At the funeral, we meet her four adopted sons, two black, two white. She was a foster mother all of her life, and these were the only four she couldn't find homes for: Bobby (Mark Wahlberg), Angel (Tyrese Gibson), Jeremiah (Andre Benjamin) and Jack (Garrett Hedlund). Bobby is the oldest, the natural leader, the one with a temper. Angel is the player with a hot babe (Sofi Vergara). Jeremiah is a success; he's married (to Taraji P. Henson), has a family, is involved in real estate deals. Jack is a rock-and-roller.
They all have the name Mercer and they all consider Evelyn their mom, but they grew up on mean streets and have not spent a lot of time getting all sentimental about being "brothers." That begins to change at the funeral, when they wordlessly agree that their mother's death requires some kind of action. Jeremiah, the businessman, observes: "The people who did this are from the same streets we're from. Mom would have been the first to forgive them." True of Mom, not true of them.

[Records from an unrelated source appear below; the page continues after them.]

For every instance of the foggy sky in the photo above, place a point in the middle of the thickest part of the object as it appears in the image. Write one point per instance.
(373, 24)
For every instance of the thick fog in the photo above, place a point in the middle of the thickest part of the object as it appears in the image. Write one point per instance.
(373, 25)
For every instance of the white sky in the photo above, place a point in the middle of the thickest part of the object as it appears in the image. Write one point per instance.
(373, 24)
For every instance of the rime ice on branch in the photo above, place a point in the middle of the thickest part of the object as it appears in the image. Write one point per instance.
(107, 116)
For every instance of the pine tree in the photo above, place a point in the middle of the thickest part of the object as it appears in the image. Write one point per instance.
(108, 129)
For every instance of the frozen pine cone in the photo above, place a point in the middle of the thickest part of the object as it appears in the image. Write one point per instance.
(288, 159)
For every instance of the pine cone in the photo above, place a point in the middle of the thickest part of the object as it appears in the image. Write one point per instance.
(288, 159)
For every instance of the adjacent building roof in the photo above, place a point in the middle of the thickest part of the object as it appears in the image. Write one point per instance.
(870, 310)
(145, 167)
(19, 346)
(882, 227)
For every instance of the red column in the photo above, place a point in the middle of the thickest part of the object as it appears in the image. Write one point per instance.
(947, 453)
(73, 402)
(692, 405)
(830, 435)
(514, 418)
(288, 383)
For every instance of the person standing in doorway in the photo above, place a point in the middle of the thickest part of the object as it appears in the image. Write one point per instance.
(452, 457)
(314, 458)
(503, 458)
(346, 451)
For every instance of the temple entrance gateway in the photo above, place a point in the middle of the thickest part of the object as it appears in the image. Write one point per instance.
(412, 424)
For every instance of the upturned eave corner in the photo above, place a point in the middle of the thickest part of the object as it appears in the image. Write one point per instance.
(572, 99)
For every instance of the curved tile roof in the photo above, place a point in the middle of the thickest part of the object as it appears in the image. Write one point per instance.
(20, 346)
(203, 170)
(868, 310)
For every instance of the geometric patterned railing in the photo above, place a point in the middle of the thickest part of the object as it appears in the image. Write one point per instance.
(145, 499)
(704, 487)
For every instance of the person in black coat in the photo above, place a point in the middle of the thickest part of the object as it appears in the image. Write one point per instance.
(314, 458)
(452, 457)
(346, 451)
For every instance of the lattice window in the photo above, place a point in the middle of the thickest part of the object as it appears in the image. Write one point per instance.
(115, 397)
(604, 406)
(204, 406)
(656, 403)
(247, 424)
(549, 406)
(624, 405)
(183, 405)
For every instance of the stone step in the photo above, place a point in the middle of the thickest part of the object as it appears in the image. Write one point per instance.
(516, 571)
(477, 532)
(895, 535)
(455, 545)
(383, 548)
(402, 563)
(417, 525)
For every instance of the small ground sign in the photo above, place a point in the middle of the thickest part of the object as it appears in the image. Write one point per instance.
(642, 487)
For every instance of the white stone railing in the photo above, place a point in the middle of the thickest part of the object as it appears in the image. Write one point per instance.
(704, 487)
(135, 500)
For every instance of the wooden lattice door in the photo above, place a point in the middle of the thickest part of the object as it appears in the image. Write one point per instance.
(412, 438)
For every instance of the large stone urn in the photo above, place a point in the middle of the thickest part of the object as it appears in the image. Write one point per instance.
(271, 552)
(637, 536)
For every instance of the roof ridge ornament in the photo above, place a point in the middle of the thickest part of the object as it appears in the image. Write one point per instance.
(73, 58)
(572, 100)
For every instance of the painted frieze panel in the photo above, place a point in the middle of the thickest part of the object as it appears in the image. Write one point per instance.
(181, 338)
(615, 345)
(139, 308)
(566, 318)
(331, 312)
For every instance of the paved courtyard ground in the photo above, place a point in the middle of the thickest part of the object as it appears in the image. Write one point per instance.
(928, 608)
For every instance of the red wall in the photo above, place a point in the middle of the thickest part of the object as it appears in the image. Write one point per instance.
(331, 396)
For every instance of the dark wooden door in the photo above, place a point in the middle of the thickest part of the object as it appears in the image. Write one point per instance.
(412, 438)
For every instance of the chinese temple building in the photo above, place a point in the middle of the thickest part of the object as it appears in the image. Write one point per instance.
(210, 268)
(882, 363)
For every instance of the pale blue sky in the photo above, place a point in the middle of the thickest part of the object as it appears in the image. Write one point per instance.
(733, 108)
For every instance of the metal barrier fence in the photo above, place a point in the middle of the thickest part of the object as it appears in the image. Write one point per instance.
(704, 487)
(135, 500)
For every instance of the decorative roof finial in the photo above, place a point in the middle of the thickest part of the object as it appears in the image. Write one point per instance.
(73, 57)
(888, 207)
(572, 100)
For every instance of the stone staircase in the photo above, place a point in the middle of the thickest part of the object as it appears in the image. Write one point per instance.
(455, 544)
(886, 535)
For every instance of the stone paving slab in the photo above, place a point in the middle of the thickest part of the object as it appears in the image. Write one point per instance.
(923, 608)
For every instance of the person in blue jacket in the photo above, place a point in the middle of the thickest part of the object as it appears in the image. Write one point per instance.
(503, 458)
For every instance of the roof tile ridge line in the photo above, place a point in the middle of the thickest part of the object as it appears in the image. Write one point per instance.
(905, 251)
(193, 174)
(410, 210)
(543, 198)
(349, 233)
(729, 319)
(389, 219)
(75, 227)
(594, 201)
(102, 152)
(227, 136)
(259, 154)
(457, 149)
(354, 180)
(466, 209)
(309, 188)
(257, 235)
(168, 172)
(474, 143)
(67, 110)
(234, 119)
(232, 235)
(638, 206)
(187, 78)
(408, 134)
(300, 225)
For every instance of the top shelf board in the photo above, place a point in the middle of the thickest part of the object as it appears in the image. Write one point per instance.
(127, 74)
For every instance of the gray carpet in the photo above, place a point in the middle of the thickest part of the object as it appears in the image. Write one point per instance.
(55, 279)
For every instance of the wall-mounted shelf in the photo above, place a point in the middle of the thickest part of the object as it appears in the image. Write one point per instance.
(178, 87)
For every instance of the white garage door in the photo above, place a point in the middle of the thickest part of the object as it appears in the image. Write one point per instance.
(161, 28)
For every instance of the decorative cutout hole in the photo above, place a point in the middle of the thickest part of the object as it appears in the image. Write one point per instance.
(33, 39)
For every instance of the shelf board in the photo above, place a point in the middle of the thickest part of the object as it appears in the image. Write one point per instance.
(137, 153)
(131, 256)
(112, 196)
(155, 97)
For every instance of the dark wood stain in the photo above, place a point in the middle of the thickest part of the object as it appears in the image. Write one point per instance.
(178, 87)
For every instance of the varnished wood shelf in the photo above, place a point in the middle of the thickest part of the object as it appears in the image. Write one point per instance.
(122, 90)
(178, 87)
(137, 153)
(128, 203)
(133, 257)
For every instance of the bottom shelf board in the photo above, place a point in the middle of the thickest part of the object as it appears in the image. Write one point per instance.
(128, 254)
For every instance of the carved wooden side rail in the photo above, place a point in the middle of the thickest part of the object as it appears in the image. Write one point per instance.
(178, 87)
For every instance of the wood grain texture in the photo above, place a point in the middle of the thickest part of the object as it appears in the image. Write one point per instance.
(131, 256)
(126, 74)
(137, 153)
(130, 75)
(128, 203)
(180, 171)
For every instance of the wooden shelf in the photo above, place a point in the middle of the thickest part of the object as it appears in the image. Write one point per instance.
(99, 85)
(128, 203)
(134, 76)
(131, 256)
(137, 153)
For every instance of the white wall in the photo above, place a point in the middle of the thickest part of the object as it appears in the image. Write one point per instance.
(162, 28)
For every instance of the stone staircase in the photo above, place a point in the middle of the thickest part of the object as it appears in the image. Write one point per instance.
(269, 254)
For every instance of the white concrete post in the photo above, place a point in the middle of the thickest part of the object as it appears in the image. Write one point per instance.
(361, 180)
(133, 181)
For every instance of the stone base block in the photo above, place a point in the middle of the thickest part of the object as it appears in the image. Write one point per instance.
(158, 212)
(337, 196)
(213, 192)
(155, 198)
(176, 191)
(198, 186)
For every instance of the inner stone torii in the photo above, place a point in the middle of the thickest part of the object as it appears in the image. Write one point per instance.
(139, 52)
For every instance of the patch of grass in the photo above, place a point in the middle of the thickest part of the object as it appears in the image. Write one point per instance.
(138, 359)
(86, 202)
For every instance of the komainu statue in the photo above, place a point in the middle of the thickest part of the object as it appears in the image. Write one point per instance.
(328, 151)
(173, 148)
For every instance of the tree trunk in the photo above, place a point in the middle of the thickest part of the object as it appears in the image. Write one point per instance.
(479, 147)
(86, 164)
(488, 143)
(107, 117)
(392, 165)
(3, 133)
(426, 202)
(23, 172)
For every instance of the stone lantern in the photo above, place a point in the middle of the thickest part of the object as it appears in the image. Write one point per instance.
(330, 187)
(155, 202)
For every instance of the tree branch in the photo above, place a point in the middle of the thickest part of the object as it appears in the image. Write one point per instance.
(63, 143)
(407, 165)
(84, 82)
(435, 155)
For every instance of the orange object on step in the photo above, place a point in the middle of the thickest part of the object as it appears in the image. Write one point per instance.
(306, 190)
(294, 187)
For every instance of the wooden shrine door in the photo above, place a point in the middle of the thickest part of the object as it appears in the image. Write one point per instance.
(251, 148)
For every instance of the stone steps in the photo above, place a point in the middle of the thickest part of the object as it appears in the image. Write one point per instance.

This story is inspired by Henry Hathaway's "The Sons of Katie Elder" (1965), unseen by me but cited by my fellow critic Emanuel Levy. (I am awed by the number of films I have seen, and awed by the number I have not seen.) At first it looks like an open-and-shut case: Witnesses saw two gang-bangers walk in and blast the store owner. Mom was a bystander, shot in cold blood. But as the brothers look at the tape from the security camera, they're struck by how ruthlessly she was murdered; they turn up evidence suggesting maybe there was something more to this killing. As long as we're talking about the influence of old movies, a crucial clue in "Four Brothers" involves when the lights are turned off on a basketball court; I was reminded of the almanac in John Ford's "Young Mr. Lincoln" (1939) that provides the phases of the moon.
I won't describe the rest of the plot, which unfolds like a police procedural, but I will note a nice touch involving the way Jeremiah looks guilty for a moment simply because he is successful and generous. And I'll mention the key supporting characters. Terrence Howard and Josh Charles play the two cops on the case, and Chiwetel Ejiofor ("Dirty Pretty Things"), who is one of the nicest men alive, plays one of the meanest men in Detroit. He's a crime boss whose methods for humbling his underlings pass beyond mere cruelty into demented ingenuity.